Le vote irlandais risque de replonger l’Union européenne (UE) dans une nouvelle crise institutionnelle. Invités à se prononcer par référendum sur le traité de Lisbonne, jeudi 12 juin, les Irlandais ont rejeté à 53,4 % ce texte, selon les résultats définitifs annoncés vendredi en fin d’après-midi par les autorités de Dublin. Le taux de participation s’est élevé à 53,1 %. Pour entrer en vigueur, le traité doit être ratifié par l’ensemble des Etats membres de l’UE. Le président de la Commission européenne, José Manuel Barroso, a estimé malgré tout que « les ratifications qui restent à faire devraient continuer à suivre leur cours ». Plusieurs capitales européennes sont allées dans le même sens.
Plus tôt dans l’après-midi, la classe politique irlandaise se préparait déjà à un rejet clair. « Il semble que ce soit le ’non »’ qui l’emporte, avait déclaré, avant même l’annonce des résultats partiels, le ministre de la justice, Dermot Ahern, qui s’exprimait depuis sa circonscription de Dundalk. « C’est évidemment décevant. » Selon le ministre chargé des affaires européennes, Dick Roche, les zones ouvrières urbaines et les circonscriptions rurales ont plutôt voté « non », tandis que le « oui » fait mieux dans les zones urbaines de la classe moyenne.
« LISBONNE EST MORT »
Pour le chef de fil du Parti travailliste, une formation d’opposition qui avait pourtant défendu le « oui », le traité de Lisbonne « est mort ». Même constat dans le camp adverse où Gerry Adams, le président du parti nationaliste Sinn Fein, a estimé qu’il s’agissait de « la fin du traité de Lisbonne », avant d’ajouter que la victoire du « non » était « une base pour une renégociation » du traité.
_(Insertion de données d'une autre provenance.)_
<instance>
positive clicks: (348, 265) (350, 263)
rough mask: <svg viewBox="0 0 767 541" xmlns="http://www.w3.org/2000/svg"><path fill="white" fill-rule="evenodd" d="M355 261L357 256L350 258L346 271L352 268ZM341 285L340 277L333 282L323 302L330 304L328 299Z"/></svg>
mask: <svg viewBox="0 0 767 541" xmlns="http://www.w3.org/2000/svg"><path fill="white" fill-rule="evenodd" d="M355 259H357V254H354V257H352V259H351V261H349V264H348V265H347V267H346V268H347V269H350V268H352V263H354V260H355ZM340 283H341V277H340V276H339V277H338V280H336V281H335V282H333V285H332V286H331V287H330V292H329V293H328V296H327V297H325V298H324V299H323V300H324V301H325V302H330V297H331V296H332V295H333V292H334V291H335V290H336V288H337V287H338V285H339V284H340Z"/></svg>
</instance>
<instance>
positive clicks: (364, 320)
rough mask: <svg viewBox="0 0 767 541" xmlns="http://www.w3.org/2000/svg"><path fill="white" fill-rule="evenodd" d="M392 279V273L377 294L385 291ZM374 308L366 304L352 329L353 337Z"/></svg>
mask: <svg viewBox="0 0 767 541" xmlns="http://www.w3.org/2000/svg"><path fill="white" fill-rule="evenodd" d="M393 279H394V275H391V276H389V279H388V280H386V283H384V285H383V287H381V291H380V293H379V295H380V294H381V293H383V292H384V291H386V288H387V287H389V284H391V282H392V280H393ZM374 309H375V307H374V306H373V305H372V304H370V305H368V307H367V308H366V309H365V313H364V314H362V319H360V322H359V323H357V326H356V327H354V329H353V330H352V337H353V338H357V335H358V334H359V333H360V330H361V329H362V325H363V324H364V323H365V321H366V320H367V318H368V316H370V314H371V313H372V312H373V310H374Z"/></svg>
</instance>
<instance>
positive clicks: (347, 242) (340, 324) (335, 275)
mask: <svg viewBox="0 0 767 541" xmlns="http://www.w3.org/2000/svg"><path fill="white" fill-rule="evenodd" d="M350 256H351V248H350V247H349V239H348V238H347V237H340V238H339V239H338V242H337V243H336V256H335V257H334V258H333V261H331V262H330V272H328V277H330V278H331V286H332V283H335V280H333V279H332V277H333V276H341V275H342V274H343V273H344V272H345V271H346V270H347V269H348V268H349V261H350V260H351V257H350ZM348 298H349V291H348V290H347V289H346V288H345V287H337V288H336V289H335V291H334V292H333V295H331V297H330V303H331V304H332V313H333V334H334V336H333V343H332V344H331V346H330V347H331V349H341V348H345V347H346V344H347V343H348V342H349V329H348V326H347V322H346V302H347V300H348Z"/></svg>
De son côté, l’homme d’affaires Declan Ganley, figure du « non » pendant les débats qui ont précédé le scrutin, a déclaré que c’était « une grande et belle journée pour tout Irlandais et tout Européen ». C’est « la troisième fois que le même message est envoyé par plusieurs millions de citoyens européens à une élite à Bruxelles non élue et qui n’a pas de comptes à rendre », a-t-il ajouté.
Un peu plus de trois millions d’électeurs étaient appelés jeudi à voter lors du seul référendum organisé sur le traité de Lisbonne en Europe. Les vingt-six autres Etats membres de l’UE ont opté pour une ratification par la voie parlementaire, ce que dix-huit capitales ont déjà fait. La situation rappelle le « non » opposé à la Constitution européenne en 2005 par la France et les Pays-Bas, ainsi que par les Irlandais en 2001 au traité de Nice. Il avait alors fallu organiser un deuxième vote en Irlande pour faire adopter le texte ; cette fois, il n’y aura pas de second référendum. C’est ce qu’avait assuré le gouvernement irlandais avant le scrutin. Dublin avait justifié en 2001 un deuxième vote par la faible participation, moins de 35 % des électeurs s’étant déplacés. Avec un taux de participation jeudi de 53,1 %, l’argument serait sans doute moins facilement recevable. Les dirigeants européens devront décider, les 19 et 20 juin lors d’un sommet à Bruxelles, comment sortir de cette impasse.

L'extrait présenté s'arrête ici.